HAVANA, Cuba — When leading Cuban writers and intellectuals want to circulate their views in a journal with a serious readership on the island these days, they turn to an unlikely publisher: the Catholic Church.
Church dioceses around the world have publications and newsletters, of course, often engaging with the pressing topics of the day. But in Cuba, where the newsprint and airwaves are the sole dominion of the state, church-run magazines have become a critical forum for debates on the country’s earthly problems — its faltering economic model, or the deep political divisions between Miami and Havana.
The most important venue to emerge in recent years is the magazine and website Espacio Laical (Secular Space). Each issue typically contains several items of spiritual and other ecclesiastical interest, but most of its pages are increasingly devoted to economic, social and political topics.
Recent editions have featured columns urging broader internet access, deeper economic reforms and a path to reconciliation between Cubans on the island and Cubans abroad. Another issue published an extensive interview with Cuban economist Pavel Vidal, who, like most Cuban scholars, is effectively barred by the government from speaking to foreign reporters — but not a Cuban publication like Espacio Laical.
The magazine is one of the few Cuban journals that regularly prints articles by foreigners or Cuban exiles, creating a rare place where Cubans scholars who have left the island can still reach Cuban audiences in print.

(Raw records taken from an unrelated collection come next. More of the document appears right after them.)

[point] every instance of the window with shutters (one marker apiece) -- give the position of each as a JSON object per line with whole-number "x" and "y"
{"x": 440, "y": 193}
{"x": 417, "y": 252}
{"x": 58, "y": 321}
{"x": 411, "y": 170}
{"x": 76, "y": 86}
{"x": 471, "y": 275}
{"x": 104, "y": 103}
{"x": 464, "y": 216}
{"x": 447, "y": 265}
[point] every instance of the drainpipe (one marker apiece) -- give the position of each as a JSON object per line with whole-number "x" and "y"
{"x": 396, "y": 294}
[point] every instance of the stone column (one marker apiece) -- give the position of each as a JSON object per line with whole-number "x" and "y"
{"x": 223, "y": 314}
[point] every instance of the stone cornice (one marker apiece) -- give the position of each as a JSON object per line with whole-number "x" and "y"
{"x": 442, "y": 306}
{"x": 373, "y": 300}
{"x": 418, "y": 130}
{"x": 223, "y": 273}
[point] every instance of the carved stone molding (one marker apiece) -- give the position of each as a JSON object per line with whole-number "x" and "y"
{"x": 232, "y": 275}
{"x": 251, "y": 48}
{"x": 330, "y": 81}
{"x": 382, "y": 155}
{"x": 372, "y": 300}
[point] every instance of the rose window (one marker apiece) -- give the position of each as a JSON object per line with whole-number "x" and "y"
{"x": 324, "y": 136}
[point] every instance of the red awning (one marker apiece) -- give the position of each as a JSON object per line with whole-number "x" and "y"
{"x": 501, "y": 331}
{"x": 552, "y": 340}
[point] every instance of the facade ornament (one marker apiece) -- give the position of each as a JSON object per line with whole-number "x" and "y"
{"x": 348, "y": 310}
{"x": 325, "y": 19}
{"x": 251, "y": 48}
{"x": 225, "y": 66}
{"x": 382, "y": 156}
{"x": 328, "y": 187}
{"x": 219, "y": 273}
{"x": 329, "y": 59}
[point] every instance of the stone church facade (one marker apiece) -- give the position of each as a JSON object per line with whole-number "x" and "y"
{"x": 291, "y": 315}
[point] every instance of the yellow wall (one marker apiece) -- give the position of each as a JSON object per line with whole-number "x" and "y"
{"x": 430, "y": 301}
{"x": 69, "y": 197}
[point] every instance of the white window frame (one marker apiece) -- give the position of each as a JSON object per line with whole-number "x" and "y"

One contributor, Marifeli Perez-Stable, is a columnist for the Miami Herald, and the magazine also recently ran an essay by Peruvian Nobel laureate Mario Vargas Llosa, a long-time Castro critic routinely disparaged in Cuba’s official media.
“Our mission is to facilitate dialogue,” said Roberto Veiga, Espacio Laical’s editor. “It doesn’t matter if contributors lean toward one side of the political spectrum or the other,” he said.
Veiga said the magazine is trying to appeal to Cubans everywhere, Catholic or secular, regardless of where they live. “We publish Cubans here on the island and Cubans who live abroad — it doesn’t matter,” he said. “As long as they contribute in a spirit of dialogue and reconciliation, and are looking to find consensus.”
Just as Espacio Laical includes articles with religious content, the church’s principal magazine, Palabra Nueva (New Word), also publishes articles of broader secular interest. Its monthly circulation in print is 12,500, but editor Orlando Marquez said the magazine reaches 10 times that many readers because it’s passed around so widely.
“The idea is to bring the church closer to society, and to provide a place where Catholics — and non-Catholics — can discuss the issues that affect their daily lives but that often go missing in the official state media,” said Marquez, who is also the spokesman for the Havana Archdiocese.
The magazines do not explicitly challenge the Castro government or Cuba’s leaders. Their articles are not polemical or overtly partisan, leading critics abroad or among Cuba’s dissident movement to see them as excessively timid or accommodating to authorities.
According to a report last week in the Miami Herald, a 2007 U.S. diplomatic cable released by Wikileaks claimed that Cuban Cardinal Jaime Ortega had moved to stifle another, more critical church magazine, Vitrales, bowing to pressure from the Cuban government. The cable, written by a mid-level State Department official, cited unnamed monsignors at the Vatican who worked on Cuba issues.
The Herald, which had access to the secret cable, reports Vatican officials complained to U.S. diplomats that Cardinal Ortega, the island’s top church figure, was too friendly with Raul Castro.
In an interview, church spokesman Marquez rejected those claims, insisting that while the Cuban government has objected to some content in church publications, it has not pressured Ortega or other church leaders to shut them down. “They’ve never asked us to close a magazine,” he said.
Next month’s issue of Palabra Nueva carries an account, written by Marquez, of the church’s role in helping to free more than 100 jailed activists from Cuban prisons last year, written partly in response to the allegations that Cardinal Ortega facilitated a program of “forced exile” that resulted in most of the dissidents leaving for Spain.
But dissidents and their families have acknowledged in recent weeks that they were not forced to leave. In fact, many of the best-known prisoners and more vigorous Castro critics — such as Oscar Elias Biscet, or Hector Maseda, husband of Ladies in White leader Laura Pollan — chose to remain on the island once released from jail.
“Now, or in the near future, the country needs to create a space in which different opinions, interests, and criteria can come together and merge into a common cause, and one that isn’t tied to foreign interests,” Marquez writes in his essay, outlining a vision of Cuba that sounds not unlike the stated mission of the church’s publications.
“In that case, perhaps, there wouldn’t be a need for the Church to mediate, because we’d have a new society that seeks, through frank and responsible dialogue, to become a strong and prosperous society for all,” he continues. “That conversation has not begun, nor is it visible on the horizon, but it should be.”